Not so, says Lincoln collector and illustrator Lloyd Ostendorf, who co-edited the book with Walter Oleksy and who owns the original typescript that is the basis for the forthcoming book.

"It is the truth. I have believed in it for 40 years," said Mr. Ostendorf in a telephone interview from his Dayton, Ohio, home. "If I didn't have all this faith in it, I wouldn't have put this much work and time in it."

"Those who have expressed doubt have not read the manuscript," said Mr. Oleksy, author of many juvenile and adult books.

"All we're asking is this: Take a look at this manuscript without prior prejudice and judge it for what it is," Mr. Oleksy said. "I'm really convinced that once scholars read it, they'll believe all -- or at least a lot -- of it."

The book is called "A House Divided: Mistah Abe and De Missy. The Personal Lives of Abraham and Mary Todd Lincoln, As Told '' in a Oral History by Mariah Vance, Their African-American Maidservant, 1850-1860." It is tentatively scheduled for publication next February, in time for the observances of Lincoln's birthday and Black History Month.

Disparaging words about the book's veracity probably won't deter publication.

In their quest for bigger blockbusters and bigger profits, many publishers have abdicated responsibility for the accuracy of "factual" books, a situation illustrated by Alex Haley's "Roots" and by the 1990 biography of Greta Garbo, which was widely believed to be a fantasy of the author, Antoni Gronowicz.

Messrs.
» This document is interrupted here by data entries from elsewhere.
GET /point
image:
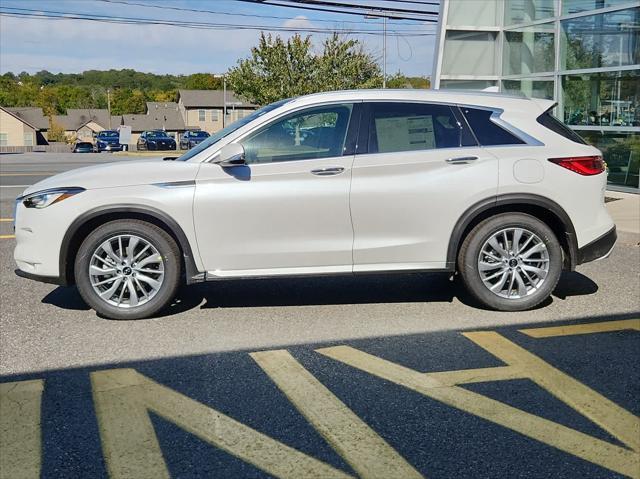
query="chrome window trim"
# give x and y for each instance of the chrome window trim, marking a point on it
(268, 122)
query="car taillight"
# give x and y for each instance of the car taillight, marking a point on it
(583, 165)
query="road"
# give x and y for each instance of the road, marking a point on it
(341, 390)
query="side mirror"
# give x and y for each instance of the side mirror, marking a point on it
(231, 155)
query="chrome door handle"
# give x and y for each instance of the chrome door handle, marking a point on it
(461, 160)
(327, 171)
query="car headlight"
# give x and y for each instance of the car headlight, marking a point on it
(42, 199)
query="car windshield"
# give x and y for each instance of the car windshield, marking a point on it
(216, 137)
(108, 134)
(157, 134)
(198, 134)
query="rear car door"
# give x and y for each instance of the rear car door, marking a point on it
(417, 169)
(287, 210)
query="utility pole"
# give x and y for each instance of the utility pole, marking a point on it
(375, 16)
(109, 105)
(224, 101)
(384, 52)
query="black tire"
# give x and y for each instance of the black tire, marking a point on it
(469, 255)
(158, 238)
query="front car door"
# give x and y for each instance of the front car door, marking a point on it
(418, 169)
(287, 210)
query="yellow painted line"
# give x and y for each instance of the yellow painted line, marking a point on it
(32, 173)
(359, 445)
(20, 433)
(590, 328)
(467, 376)
(611, 456)
(605, 413)
(123, 399)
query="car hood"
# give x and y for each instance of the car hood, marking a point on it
(122, 173)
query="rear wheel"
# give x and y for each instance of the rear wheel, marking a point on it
(128, 269)
(511, 262)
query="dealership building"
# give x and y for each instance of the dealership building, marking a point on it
(584, 54)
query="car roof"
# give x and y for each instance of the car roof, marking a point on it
(460, 97)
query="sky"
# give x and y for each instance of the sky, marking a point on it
(72, 46)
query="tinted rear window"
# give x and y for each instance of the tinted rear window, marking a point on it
(552, 123)
(487, 132)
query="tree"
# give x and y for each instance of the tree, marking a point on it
(277, 69)
(125, 100)
(56, 132)
(203, 81)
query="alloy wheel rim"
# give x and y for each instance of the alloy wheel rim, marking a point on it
(126, 271)
(513, 263)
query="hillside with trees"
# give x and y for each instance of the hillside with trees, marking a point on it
(276, 69)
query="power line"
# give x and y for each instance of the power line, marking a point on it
(380, 8)
(59, 15)
(251, 15)
(363, 10)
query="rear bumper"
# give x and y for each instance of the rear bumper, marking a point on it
(599, 248)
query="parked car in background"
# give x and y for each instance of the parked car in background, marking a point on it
(488, 186)
(156, 140)
(108, 140)
(192, 138)
(84, 147)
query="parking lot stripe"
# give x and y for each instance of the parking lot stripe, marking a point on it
(20, 433)
(597, 451)
(123, 399)
(603, 327)
(359, 445)
(605, 413)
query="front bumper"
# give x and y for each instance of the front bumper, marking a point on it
(43, 279)
(599, 248)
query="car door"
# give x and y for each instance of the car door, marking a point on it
(418, 168)
(287, 210)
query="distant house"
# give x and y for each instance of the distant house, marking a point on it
(203, 109)
(159, 116)
(22, 127)
(84, 123)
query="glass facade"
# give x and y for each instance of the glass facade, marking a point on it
(584, 54)
(604, 40)
(525, 11)
(529, 50)
(533, 87)
(609, 99)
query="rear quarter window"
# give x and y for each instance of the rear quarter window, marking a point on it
(397, 127)
(552, 123)
(487, 132)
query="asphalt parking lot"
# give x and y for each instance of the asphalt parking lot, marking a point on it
(376, 376)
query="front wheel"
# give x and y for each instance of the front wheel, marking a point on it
(128, 269)
(511, 262)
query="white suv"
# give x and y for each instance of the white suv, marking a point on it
(489, 186)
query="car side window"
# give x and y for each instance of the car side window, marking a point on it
(487, 132)
(314, 133)
(398, 127)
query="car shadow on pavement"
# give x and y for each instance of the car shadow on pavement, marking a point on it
(325, 290)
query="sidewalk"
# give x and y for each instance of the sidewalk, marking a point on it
(625, 211)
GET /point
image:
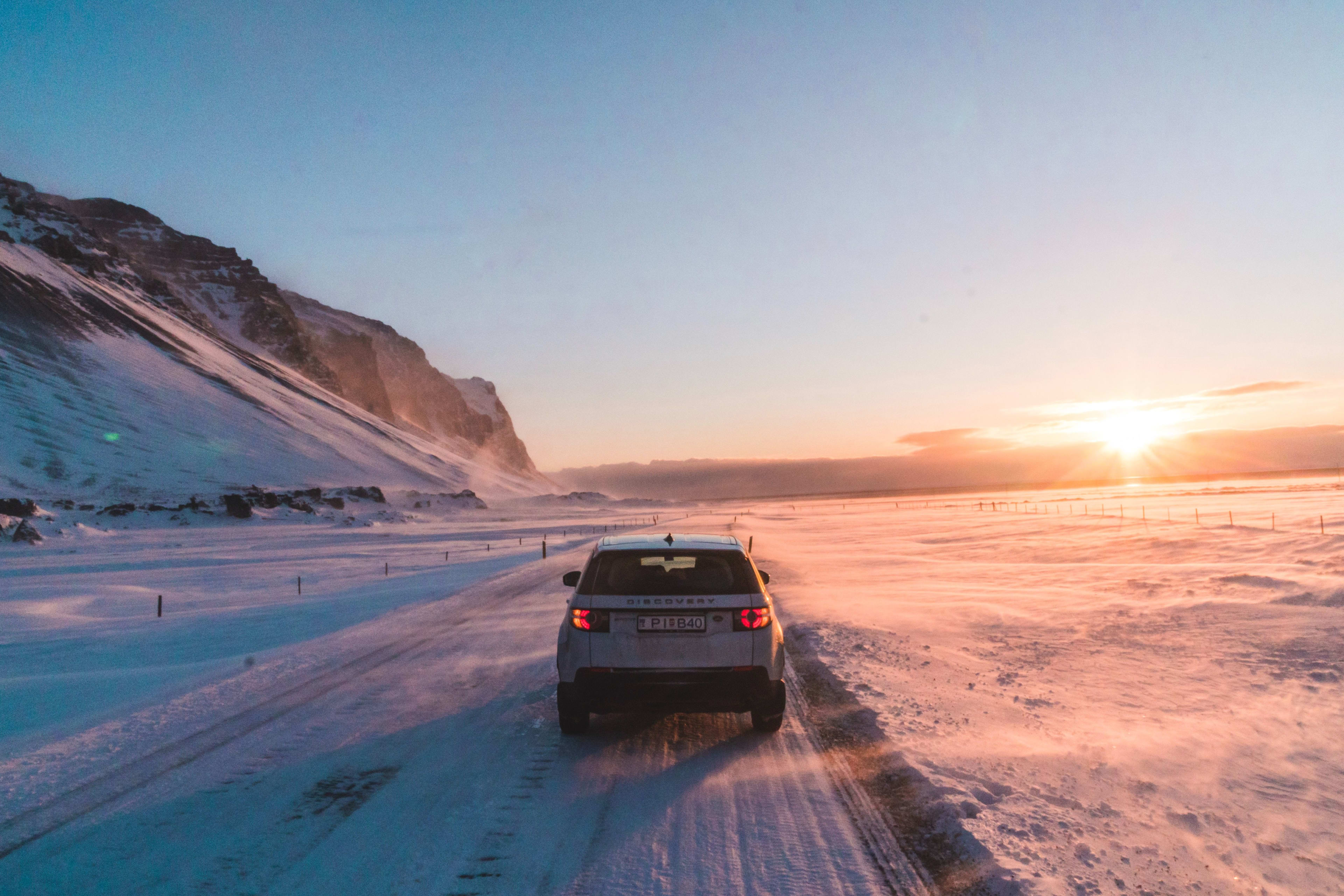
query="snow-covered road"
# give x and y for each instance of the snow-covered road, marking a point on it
(419, 753)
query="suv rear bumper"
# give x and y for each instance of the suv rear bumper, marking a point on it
(714, 690)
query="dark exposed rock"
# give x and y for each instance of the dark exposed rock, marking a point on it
(27, 532)
(369, 493)
(236, 506)
(216, 290)
(18, 507)
(409, 391)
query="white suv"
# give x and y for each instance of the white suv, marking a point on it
(680, 624)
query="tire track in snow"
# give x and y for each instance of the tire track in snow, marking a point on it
(54, 814)
(898, 871)
(121, 781)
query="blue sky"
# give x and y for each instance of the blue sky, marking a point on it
(748, 230)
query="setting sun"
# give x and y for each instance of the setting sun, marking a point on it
(1132, 432)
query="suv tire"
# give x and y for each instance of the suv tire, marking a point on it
(768, 715)
(574, 716)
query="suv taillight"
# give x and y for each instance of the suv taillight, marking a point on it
(750, 618)
(590, 620)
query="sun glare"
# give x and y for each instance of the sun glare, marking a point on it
(1129, 433)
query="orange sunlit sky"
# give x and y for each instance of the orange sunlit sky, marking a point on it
(757, 232)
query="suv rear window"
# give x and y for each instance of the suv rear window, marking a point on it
(671, 573)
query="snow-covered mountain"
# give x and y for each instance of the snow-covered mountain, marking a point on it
(140, 360)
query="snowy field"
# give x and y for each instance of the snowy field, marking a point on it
(1105, 703)
(1115, 705)
(389, 734)
(80, 637)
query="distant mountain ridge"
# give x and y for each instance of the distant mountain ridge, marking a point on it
(76, 271)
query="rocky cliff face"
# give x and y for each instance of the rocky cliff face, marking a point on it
(411, 390)
(213, 288)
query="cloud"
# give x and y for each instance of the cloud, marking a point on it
(951, 442)
(934, 467)
(934, 437)
(1252, 389)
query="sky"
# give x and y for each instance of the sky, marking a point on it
(750, 230)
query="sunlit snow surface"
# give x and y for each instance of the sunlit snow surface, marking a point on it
(1107, 699)
(413, 753)
(1163, 699)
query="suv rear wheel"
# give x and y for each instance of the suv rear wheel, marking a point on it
(574, 716)
(768, 715)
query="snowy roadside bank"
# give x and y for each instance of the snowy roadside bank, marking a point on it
(80, 639)
(419, 753)
(1107, 706)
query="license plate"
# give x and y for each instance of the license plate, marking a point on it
(671, 624)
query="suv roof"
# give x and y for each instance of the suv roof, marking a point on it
(660, 542)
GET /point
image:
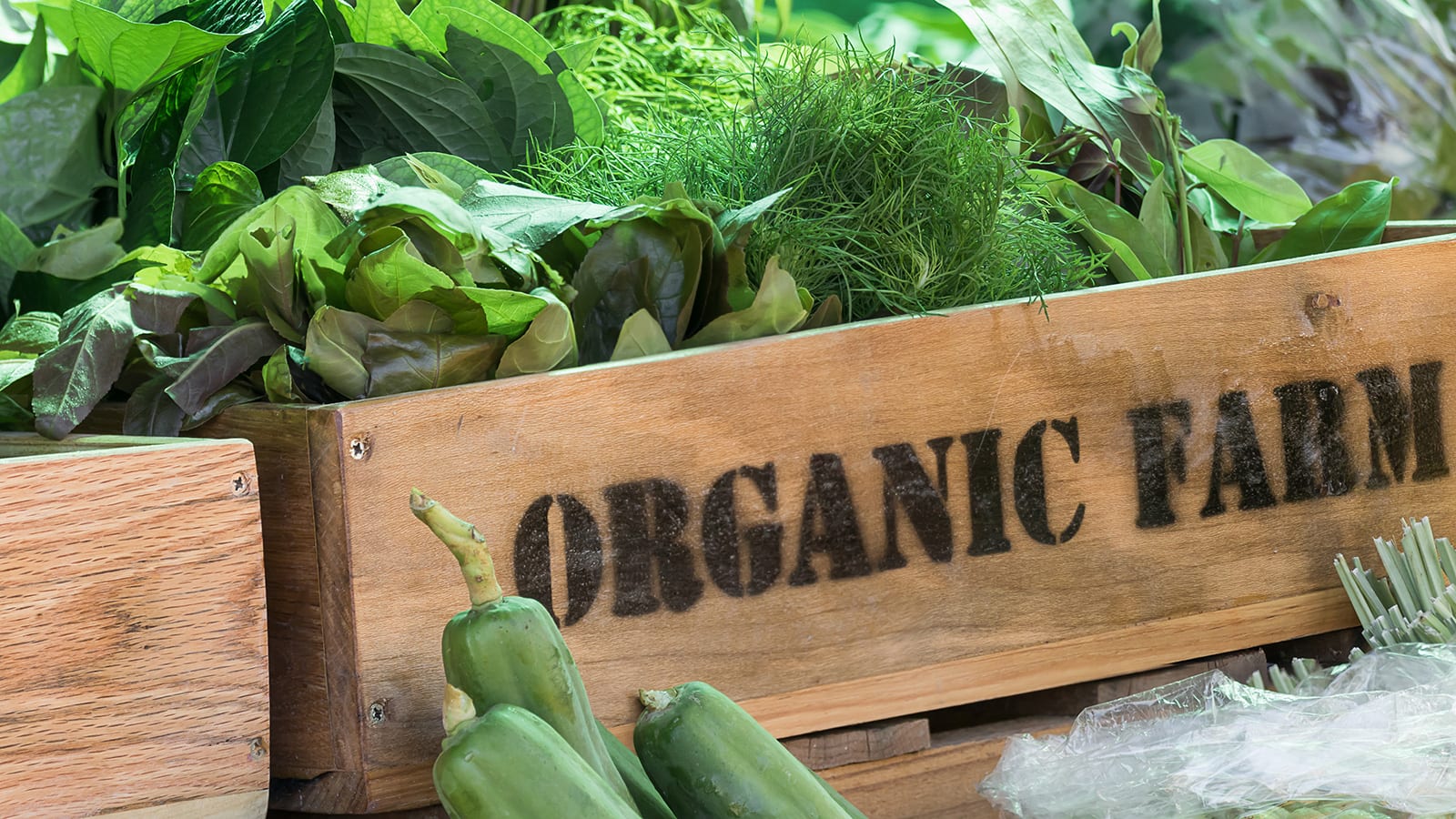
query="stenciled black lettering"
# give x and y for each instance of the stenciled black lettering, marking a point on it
(647, 521)
(829, 525)
(1155, 458)
(1030, 481)
(1426, 419)
(533, 570)
(983, 464)
(1317, 460)
(723, 535)
(1397, 421)
(1237, 436)
(907, 484)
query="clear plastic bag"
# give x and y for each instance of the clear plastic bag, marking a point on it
(1375, 739)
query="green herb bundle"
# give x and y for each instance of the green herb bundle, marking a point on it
(899, 201)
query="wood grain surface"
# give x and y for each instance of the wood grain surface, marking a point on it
(938, 783)
(131, 629)
(877, 521)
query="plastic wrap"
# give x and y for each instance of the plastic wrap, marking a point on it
(1380, 734)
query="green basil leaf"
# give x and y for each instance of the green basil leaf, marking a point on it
(131, 53)
(222, 194)
(50, 153)
(1354, 217)
(1247, 181)
(405, 361)
(271, 87)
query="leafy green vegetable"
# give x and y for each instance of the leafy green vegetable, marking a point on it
(1353, 217)
(641, 336)
(223, 193)
(131, 51)
(404, 361)
(550, 343)
(48, 162)
(271, 89)
(1247, 181)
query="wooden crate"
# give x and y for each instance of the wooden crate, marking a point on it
(131, 629)
(865, 522)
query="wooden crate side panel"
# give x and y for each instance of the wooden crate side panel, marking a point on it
(938, 783)
(805, 431)
(131, 599)
(298, 669)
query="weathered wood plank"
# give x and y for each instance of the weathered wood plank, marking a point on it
(885, 519)
(861, 743)
(938, 783)
(131, 629)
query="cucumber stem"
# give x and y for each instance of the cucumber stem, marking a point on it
(465, 542)
(655, 700)
(458, 710)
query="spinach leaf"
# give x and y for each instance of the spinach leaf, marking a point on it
(641, 336)
(218, 363)
(398, 104)
(405, 361)
(271, 87)
(222, 193)
(1247, 181)
(550, 343)
(50, 153)
(131, 53)
(1354, 217)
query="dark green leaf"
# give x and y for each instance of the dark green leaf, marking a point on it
(548, 344)
(222, 361)
(133, 55)
(408, 106)
(420, 317)
(405, 361)
(222, 193)
(313, 153)
(29, 69)
(1247, 181)
(95, 339)
(335, 350)
(50, 153)
(528, 216)
(641, 336)
(388, 278)
(271, 89)
(776, 309)
(150, 411)
(167, 114)
(1354, 217)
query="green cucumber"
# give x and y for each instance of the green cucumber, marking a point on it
(711, 760)
(509, 651)
(644, 794)
(510, 763)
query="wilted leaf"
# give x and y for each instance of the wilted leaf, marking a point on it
(335, 350)
(550, 343)
(388, 278)
(405, 361)
(641, 336)
(776, 309)
(528, 216)
(213, 368)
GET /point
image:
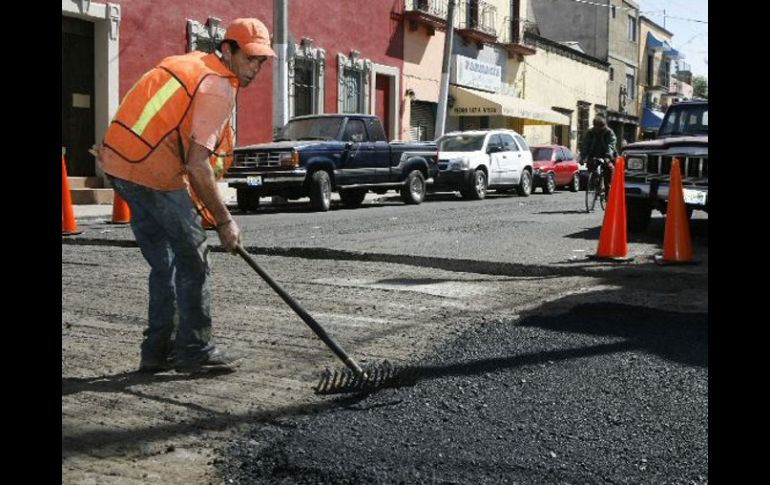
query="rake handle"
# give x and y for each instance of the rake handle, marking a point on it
(305, 316)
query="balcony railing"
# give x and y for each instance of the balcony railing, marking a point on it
(514, 38)
(474, 19)
(477, 20)
(431, 13)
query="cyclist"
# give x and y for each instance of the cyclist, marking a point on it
(599, 142)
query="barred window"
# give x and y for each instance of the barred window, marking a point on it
(306, 79)
(353, 83)
(304, 87)
(353, 95)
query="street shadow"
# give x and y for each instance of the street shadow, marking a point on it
(561, 212)
(123, 380)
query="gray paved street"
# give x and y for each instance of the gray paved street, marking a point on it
(533, 363)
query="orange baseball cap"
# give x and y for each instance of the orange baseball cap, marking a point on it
(252, 37)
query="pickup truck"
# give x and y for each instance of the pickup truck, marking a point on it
(345, 153)
(683, 134)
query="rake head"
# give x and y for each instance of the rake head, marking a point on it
(376, 375)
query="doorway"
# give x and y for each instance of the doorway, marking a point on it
(78, 95)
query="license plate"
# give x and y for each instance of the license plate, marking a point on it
(695, 197)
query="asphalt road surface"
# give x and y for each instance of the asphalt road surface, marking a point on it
(532, 364)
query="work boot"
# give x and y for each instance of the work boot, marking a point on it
(217, 358)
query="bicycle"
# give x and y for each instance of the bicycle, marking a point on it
(596, 187)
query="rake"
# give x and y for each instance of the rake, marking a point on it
(350, 379)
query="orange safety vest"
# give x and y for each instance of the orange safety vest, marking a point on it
(156, 107)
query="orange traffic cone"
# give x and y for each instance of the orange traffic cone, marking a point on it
(677, 244)
(121, 213)
(68, 225)
(613, 239)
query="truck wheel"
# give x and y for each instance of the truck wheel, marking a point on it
(320, 191)
(248, 200)
(413, 191)
(550, 184)
(575, 185)
(477, 189)
(525, 184)
(638, 213)
(352, 197)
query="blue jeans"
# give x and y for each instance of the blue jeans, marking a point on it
(172, 240)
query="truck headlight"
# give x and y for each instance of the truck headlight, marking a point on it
(289, 159)
(635, 163)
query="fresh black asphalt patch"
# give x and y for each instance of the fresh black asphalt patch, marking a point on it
(604, 393)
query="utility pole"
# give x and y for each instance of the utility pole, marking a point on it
(444, 88)
(280, 65)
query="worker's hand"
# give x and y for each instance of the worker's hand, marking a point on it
(229, 235)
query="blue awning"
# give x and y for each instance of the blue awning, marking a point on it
(651, 119)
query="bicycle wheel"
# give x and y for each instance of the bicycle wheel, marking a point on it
(592, 187)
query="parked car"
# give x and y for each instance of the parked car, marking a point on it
(474, 161)
(683, 134)
(315, 155)
(554, 166)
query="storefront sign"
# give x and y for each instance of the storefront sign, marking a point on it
(477, 74)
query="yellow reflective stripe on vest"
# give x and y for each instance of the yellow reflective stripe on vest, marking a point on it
(155, 104)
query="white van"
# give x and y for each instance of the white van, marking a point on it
(474, 161)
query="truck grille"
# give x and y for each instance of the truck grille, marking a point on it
(689, 166)
(257, 159)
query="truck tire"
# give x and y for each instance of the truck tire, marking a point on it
(320, 191)
(638, 213)
(525, 184)
(413, 190)
(477, 189)
(352, 197)
(248, 200)
(549, 187)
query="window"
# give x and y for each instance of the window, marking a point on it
(495, 142)
(353, 79)
(632, 28)
(355, 131)
(650, 69)
(306, 79)
(582, 122)
(376, 133)
(630, 86)
(508, 144)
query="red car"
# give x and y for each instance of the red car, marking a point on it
(554, 166)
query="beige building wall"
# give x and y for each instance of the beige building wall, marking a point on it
(556, 81)
(423, 54)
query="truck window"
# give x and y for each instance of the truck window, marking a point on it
(496, 142)
(376, 133)
(355, 131)
(508, 144)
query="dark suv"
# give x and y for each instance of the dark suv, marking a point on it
(683, 134)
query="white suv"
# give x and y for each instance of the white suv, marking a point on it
(473, 161)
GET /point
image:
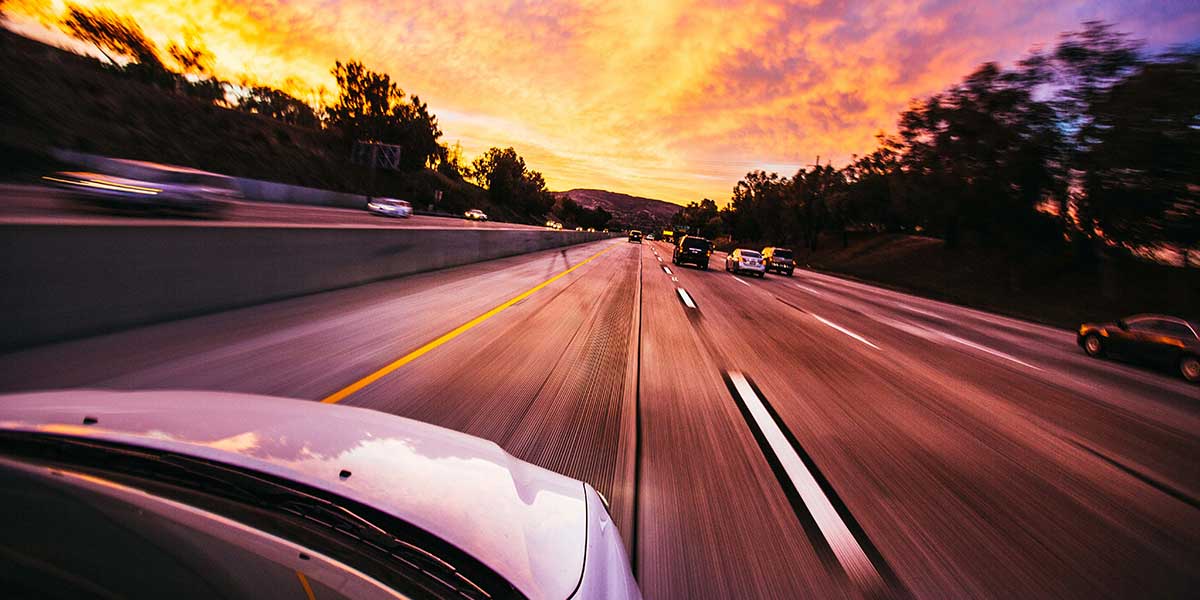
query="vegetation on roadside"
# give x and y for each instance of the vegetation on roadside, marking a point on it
(137, 101)
(1084, 157)
(1092, 144)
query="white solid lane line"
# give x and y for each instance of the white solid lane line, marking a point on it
(851, 556)
(844, 330)
(687, 299)
(940, 336)
(810, 291)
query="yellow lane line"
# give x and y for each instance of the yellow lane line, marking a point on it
(307, 588)
(340, 395)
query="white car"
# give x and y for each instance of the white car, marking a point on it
(745, 261)
(390, 207)
(216, 495)
(173, 189)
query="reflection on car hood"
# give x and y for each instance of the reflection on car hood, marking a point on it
(526, 522)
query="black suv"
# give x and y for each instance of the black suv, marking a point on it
(778, 259)
(693, 250)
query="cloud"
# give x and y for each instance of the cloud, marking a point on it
(667, 99)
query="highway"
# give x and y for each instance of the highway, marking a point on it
(35, 204)
(787, 437)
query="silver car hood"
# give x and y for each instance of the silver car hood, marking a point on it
(527, 523)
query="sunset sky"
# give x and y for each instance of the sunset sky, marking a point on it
(666, 99)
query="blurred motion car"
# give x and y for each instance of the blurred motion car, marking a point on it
(745, 261)
(778, 259)
(171, 189)
(390, 208)
(1155, 339)
(214, 495)
(693, 250)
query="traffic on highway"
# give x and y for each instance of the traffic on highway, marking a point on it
(790, 437)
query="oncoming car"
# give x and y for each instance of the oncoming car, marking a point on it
(778, 259)
(160, 187)
(1157, 339)
(390, 208)
(745, 261)
(215, 495)
(693, 250)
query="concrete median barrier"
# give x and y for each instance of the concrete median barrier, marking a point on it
(70, 281)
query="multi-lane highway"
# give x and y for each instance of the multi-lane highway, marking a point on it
(757, 438)
(34, 204)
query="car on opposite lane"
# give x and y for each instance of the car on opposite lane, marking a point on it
(745, 261)
(390, 208)
(1156, 339)
(779, 259)
(693, 250)
(159, 187)
(217, 495)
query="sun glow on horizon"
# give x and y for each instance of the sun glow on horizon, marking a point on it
(673, 100)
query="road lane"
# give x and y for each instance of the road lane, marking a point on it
(957, 469)
(975, 477)
(714, 521)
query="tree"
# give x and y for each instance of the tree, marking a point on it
(113, 33)
(191, 59)
(1141, 181)
(279, 106)
(508, 181)
(371, 107)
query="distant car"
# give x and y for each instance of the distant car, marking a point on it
(745, 261)
(390, 207)
(693, 250)
(215, 495)
(175, 189)
(779, 259)
(1156, 339)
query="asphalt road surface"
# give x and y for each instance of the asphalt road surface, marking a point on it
(41, 204)
(759, 438)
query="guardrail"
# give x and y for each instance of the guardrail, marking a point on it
(70, 281)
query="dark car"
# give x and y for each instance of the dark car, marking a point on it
(693, 250)
(1157, 339)
(779, 259)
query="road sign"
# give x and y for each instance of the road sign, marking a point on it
(376, 154)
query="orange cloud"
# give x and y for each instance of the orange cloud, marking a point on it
(666, 99)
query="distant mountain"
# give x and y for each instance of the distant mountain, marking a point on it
(630, 210)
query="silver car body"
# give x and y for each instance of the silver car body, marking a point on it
(745, 261)
(166, 189)
(390, 207)
(547, 534)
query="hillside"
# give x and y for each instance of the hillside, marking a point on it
(625, 209)
(54, 99)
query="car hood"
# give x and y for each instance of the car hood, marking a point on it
(527, 523)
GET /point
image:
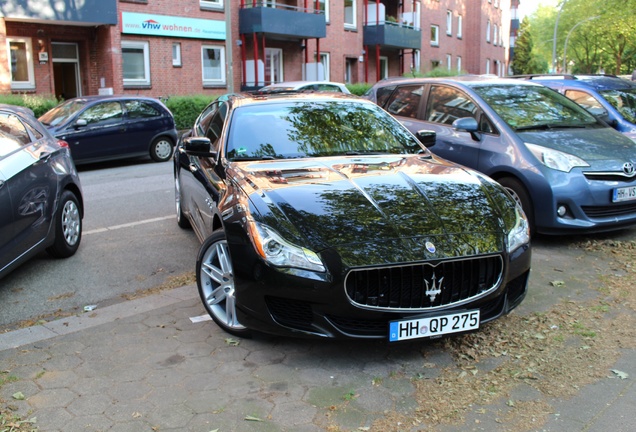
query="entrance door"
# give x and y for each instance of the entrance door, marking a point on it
(66, 70)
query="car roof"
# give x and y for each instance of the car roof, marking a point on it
(296, 84)
(18, 109)
(242, 99)
(466, 80)
(598, 82)
(95, 98)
Ostendorf and Oleksy are reluctant to divulge details of "A House Divided," but Mr. Oleksy said it will be the "the first intimate look at the family life of the Lincolns in the Springfield years," before their move to Washington and the White House.

But people who have seen the manuscript said it relates incidents that strain credulity. Among them: Lincoln stealing out of the house late at night so he can be baptized in secret before leaving for Washington; and Mary Lincoln lunging at her husband with a fork when he brings home a picture of someone resembling his dead, former love, Ann Rutledge, and tries to put it in the family album.

Vance apparently witnessed, overheard or otherwise learned of such events during her working hours at the Lincolns' home. Perhaps because she wasn't a live-in servant, she isn't mentioned in most histories of the Lincolns.

Wayne Temple, chief deputy director of the Illinois state archives, investigated Vance's background at the request of Messrs. Ostendorf and Oleksy. He is convinced she lived in Springfield during the 1850s and later in Danville, Ill., and he believes she worked for the Lincolns.

Mr. Temple said what Vance says "rings true," but he acknowledged it would be impossible to authenticate what Vance did or didn't tell to Adah Sutton, one of her laundry customers in Danville.

Between 1900 and 1904, Sutton is said to have listened to the stories of Vance, then an elderly woman, and to have taken them down scrupulously in shorthand. Sutton was then a secretary, explained Mr. Ostendorf, although she later became an antiques dealer. Her collection included a bed and other items that the Lincolns supposedly gave Vance.

It would be more than 50 years before Sutton would type up her notes, at the insistence of Mr. Ostendorf. Mr. Ostendorf said that, during the 1960s, he helped her with the work and bought her typescript before she died.

Before linking up with Mr. Oleksy, Mr. Ostendorf worked with another editor on the manuscript and circulated it without success among publishers in the 1980s. Mr. Oleksy said that version was written in a black dialect that made it objectionable and unpublishable.